It’s Tuesday, my loves, so you know what that means – another edition of Tasty Tuesday!
Today I am going to share with you the easiest way I know of to make roasted potatoes – and make them extra delicious. This is probably also one of the healthier ways to make a potato side dish because you roast them and use extra virgin olive oil, instead of frying them or using butter. I love potatoes for a side dish with chicken, beef, pork, and seafood (for those who eat it in this house) and am always trying to come up with new ways to make them. Using baby potatoes, like in this recipe, cuts out a lot of cooking prep time and makes for a super easy side dish.
My mama inspired this recipe, so thank you to her for this super yummy-in-your-tummy and efficient way to make a great side dish!
Here’s what you will need:
- bag of baby potatoes (I used red and gold ones)
- freshly grated parmesan cheese — if you don’t want to grate it yourself, spring for the pre-grated kind in the deli section (If you use the green container, the parm won’t stick to the potatoes quite as well)
- extra virgin olive oil
- salt and pepper
- herbs of your choice – I used 1/2 tablespoon of dried oregano and 1 tablespoon of garlic powder
- a baking dish
See!! How easy is this already?! You really have 3 main ingredients – the potatoes, extra virgin olive oil, and parmesan. Then just use whatever seasoning you have in your pantry + salt and pepper.
Here’s how to make them:
Start by preheating your oven to 425 degrees. I know this sounds kind of hot, but that’s the way to roast potatoes and get them cooked through, while also creating a nice crispy edge to them.

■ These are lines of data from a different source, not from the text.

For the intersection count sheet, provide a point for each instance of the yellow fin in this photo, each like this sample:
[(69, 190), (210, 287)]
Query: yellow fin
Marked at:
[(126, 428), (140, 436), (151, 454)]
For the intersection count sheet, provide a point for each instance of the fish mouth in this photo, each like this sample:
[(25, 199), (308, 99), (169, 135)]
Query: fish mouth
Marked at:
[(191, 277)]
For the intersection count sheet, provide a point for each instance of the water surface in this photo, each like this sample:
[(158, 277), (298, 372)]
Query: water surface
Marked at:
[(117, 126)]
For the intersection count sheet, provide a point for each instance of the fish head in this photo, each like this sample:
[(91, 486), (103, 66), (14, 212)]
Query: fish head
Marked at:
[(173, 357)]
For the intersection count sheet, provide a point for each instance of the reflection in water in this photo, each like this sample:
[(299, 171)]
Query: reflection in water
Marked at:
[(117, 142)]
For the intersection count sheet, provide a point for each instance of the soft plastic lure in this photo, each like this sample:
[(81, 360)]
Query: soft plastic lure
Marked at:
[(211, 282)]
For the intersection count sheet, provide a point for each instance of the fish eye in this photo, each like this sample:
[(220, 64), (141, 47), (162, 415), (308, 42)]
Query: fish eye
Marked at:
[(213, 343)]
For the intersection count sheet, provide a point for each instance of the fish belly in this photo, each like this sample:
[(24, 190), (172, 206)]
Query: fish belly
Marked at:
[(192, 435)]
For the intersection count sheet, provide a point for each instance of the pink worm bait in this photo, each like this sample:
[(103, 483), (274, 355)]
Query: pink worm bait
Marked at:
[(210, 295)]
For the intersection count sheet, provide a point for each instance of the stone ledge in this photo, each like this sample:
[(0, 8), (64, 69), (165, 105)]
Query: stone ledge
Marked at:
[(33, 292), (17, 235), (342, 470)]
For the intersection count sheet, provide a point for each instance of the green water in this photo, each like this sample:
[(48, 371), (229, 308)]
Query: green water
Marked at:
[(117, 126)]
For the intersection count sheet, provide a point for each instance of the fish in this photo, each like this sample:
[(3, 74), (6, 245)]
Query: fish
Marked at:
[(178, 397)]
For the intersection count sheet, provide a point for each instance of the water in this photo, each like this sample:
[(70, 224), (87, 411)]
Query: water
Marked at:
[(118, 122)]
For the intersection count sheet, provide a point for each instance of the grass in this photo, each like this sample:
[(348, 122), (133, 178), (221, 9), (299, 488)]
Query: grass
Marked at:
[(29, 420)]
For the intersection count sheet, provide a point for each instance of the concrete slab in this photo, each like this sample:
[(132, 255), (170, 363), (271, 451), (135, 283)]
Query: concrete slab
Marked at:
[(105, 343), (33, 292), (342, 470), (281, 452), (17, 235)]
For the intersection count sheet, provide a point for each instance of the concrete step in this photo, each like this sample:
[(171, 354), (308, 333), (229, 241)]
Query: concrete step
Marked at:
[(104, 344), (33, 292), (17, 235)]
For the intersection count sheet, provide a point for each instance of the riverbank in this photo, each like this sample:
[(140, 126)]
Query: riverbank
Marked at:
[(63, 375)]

While the oven is preheating, it’s time to get your prepwork done. Wash and halve your potatoes, grate (or grab) your parmesan cheese, combine your herbs, and get the olive oil out. Take a baking dish and put a nice thin layer of the olive oil on the bottom, sprinkle your herbs evenly and add desired salt and pepper*, and top with the parmesan cheese. Once you do that, lay the halved potatoes flat side down directly on top of the olive oil/parm/herb mixture. Push them down a bit and make sure they don’t overlap, for even cooking.
*Note – I do not add a ton of salt or pepper – I feel like you can add this as desired at the end. Parmesan is a saltier cheese, so you won’t need as much salt as you may think. And you can always add salt back into a dish, you can never take it out. And an overly salty dish is no bueno!
Bake these in the oven for 30-40 minutes, based on your desired doneness.
When you take them out, they will be more shriveled up – you will want to be sure they are fork tender (so pierce with a fork and make sure it goes all the way through), and it’ll also look like there is excess oil in the pan. These beauties need to sit for 5 or so minutes so that the oil can soak back into them and the parmesan cheese crisps up and sticks to the potatoes.
(Right after they come out of the oven – see the appearance of excess oil.)
(After they sit and rest for about 5 minutes)
The parmesan crisps up and attaches itself to the potatoes. Use a spatula to get under the parmesan so it sticks with the potato.
And that’s it! Super simple and super delicious. Add a side of sour cream and chives or some ranch dip for a little extra flava flav. This dish is very easy to make, but also adds an elegant feel to your meal.